Opposition whistleblower Alexei Navalny on trial. Day 5 – live coverage
MOSCOW, May 14 (RAPSI) - Embezzlement proceedings are carrying on Wednesday against Russian opposition blogger Alexei Navalny and RAPSI is on-hand to provide the very latest on the drama as it unfolds in the courtroom via a live text broadcast.
The hearing is underway in the Leninsky District Court in the town of Kirov.
15:00 Well, that's all of our witnesses for today. Let's all go enjoy our evenings and we look forward to seeing you back here bright and early tomorrow morning, at 9am Moscow time. Our broadcast will begin at 8:50. Thanks for joining us and we look forward to seeing you again tomorrow for another action-packed day of coverage of the timber embezzlement trial of the century!

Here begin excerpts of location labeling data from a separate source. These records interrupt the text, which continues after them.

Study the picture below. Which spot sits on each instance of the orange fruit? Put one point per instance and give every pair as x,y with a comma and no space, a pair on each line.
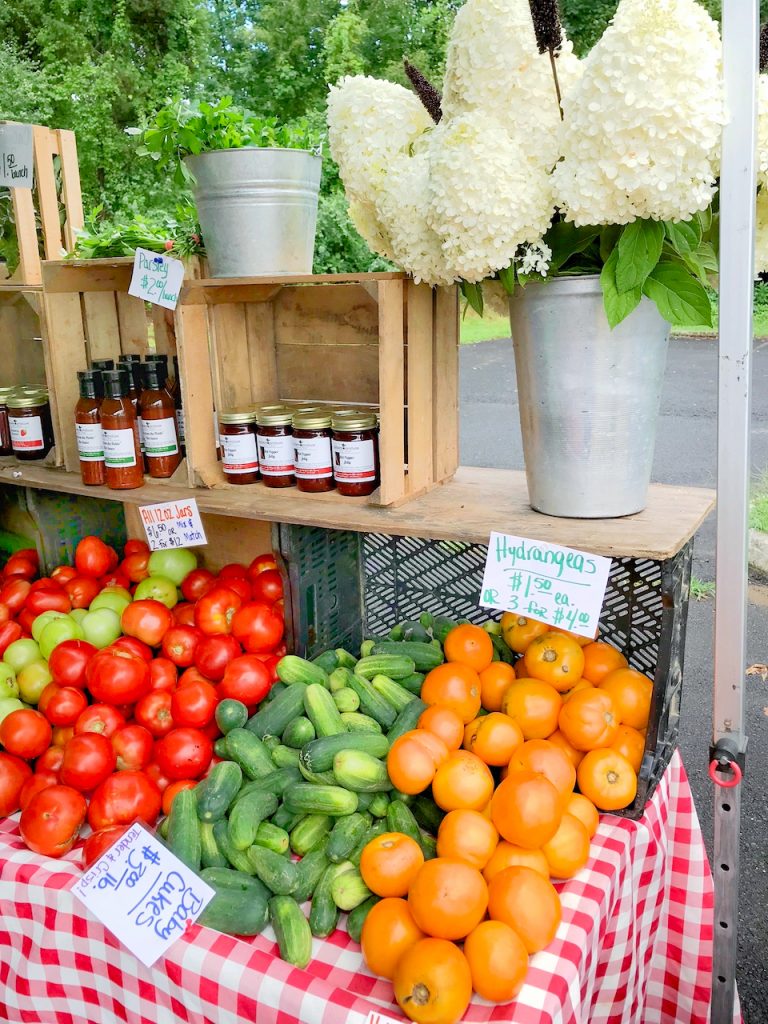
493,737
432,982
467,836
494,681
528,903
463,781
535,706
554,658
469,645
448,898
526,809
607,779
631,692
388,931
498,961
390,862
568,850
455,686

14:57 He recalls not having had much of a choice in terms of cooperating with VLK at the time, although this cooperation was not obligatory for all intents and purposes. While he could have stopped cooperating at any time, the cooperation was at least somewhat beneficial.
14:53 When the judge asks whether he's familiar with VLK he states the obvious - that he's heard of them by now. The courtroom erupts into laughter.
14:51 Our next witness is Nikolai Kolchin, who heads up timber company Yaransky. He claims that he does not know Navalny and has never seen Ofitserov.
14:48 When asked whether it would be more profitable to sell timber at slightly reduced rates, or to let it rot, Zentsov answers "Of course, to sell." And he has been released from the stand.
14:45 Zentsov is only able to provide so many answers due to the fact that he personally didn't work with VLK. He can't answer the judge's questions about the profitability of working with VLK. He can't remember....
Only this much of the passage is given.